She advised me to do nothing, stay as is, ride it out for as long as I can - wait for him to do something.
Reasons; I have two kids, one turned 18, other 14, STBXH - no longer responsible for 18 year old - and just child support for 14 year, minus - health insurance that I would have to get on my own, it wouldn't make sense financially to get divorced.
Yes, I could go for alimony, but that is not a guarantee, it is based on NEED, and even then he may not agree to amount!
It was just a let down, I feel stuck, I know I don't want to be married to him any longer, but why be stupid financially just because I want to be free of him? Why push it?
I don't have anyone else in my life, nor am I looking, but I always thought that I would feel "available, single" once I would be divorced - not feel like I would be cheating, if someone ever happened to come along!!!
This whole thing just sucks!
When a person shows you who they are, believe them - Maya Angelou
minus - health insurance that I would have to get on my own
I'm not pushing you to move forward, but I'm suggesting you challenge some of those obstacles and look for solutions. Stuck is a hell of a place to live.

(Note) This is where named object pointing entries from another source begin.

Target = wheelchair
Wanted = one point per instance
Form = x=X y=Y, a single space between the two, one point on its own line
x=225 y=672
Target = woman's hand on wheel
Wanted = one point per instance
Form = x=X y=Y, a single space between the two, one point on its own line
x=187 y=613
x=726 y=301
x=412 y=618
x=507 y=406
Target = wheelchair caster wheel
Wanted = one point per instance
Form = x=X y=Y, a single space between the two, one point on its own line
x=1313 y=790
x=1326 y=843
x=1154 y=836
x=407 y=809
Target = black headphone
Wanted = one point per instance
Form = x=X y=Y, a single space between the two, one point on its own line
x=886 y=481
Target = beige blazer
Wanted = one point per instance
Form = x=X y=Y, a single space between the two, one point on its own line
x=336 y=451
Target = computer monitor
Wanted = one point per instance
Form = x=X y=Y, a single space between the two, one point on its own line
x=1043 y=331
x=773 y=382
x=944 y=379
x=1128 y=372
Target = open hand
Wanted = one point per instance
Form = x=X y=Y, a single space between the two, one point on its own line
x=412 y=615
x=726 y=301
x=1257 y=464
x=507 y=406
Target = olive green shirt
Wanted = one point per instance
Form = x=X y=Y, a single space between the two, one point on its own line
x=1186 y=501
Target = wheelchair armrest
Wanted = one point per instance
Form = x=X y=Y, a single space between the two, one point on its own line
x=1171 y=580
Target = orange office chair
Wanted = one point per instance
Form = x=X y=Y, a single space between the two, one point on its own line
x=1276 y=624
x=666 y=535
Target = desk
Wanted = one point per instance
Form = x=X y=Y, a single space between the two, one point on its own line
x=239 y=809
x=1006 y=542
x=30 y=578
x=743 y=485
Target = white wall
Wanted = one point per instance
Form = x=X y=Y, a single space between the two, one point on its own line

"Ring the bells that still can ring
Forget your perfect offering
There is a crack in everything
That's how the light gets in." -Cohen
It's hard, I know, but after a while it got easier.
I would take the lawyer's advice.
They were right about you.
I lived in limbo for a year, but called it "purgatory".
One thing that helped DD and I was to get on the state insurance and it was one way to free ourselves of STBXH.
I think many or most states have it now and it's really basic coverage, but makes things like prescriptions really inexpensive. I don't know how long we have on it and have to find out, but it was very freeing.
I am fighting to get it in the papers that he will pay for the expense that are unpaid, where he is trying to stick me with half the financial responsibility, and I am unemployed SAHM for ten years and pregnant! What would I pay with?
So anyway, I just wanted to chime in and say that I agreed, it seems like you ought to have more rights than that lawyer gave info. for.
I "interviewed" several and one told me how awful my balance sheet would look!? I told her, "I know! It had been planned to share that balance sheet for our whole lives!-at least by me!
One way for me to feel better, after a while, was to make phone calls and visits to social service agencies. I have a lot of pride to swallow, but find it freeing and a bit of pride when I can solve a money problem and not include that man (who is unemployed anyway).
I finally found someone to borrow money from and also swallowed that pride, but I was able to be the one to file first and be "Plaintiff", which means a whole lot (for some reason). It means some things like respect and self-respect and other things like that I hope to regain for myself some day.
Yes, I too see men go by and
am finally realizing that other ones exist and now finally feel like I could pursue one if one ever took a second glance (with my physical condition they don't usually, lol).
I wish you luck and I wish you well. I'm glad that you are strong in mind, though and have no blinders or anything.
Yes, Perv claimed he never went to a lawyer until I did and some of that is the passive aggressive part. I think also he was thinking I would have more money to spend then him, but in eternity, it will be him with sooo much more to spend and then lose.
The only thing that stays the same, is change. -M. Etheridge
I'm going to take my lawyers advice .....for now! She has a great reputation in the city! @300.00 an hour she should!!!
My DS is going away away to college, and he has said he'll help with whatever, so that's another good reason to lay low for DS sake.
But I do totally that there are other options, I can have health insurance through my employer, but it is soo expensive! I looked into private insurance, so when I have to.. I guess I will do it!
Yes, Nik good advice, didn't know I could ask for $$$ for Ins.
You are right Ashland, it will be living in purgatory!
I tend to be a positive person and I know that there's always people that have it much worst thsn me, I am healthy, I have good job, moved to a nice apartment, my kids are pretty great, so things could be worst, if only my heart would only mend and Move the hell on from this crap...I Would be good! But then I wouldn't need the good advice from the great people of SI!!
I will look into that too. I think being informed and knowing all our options is the best offense.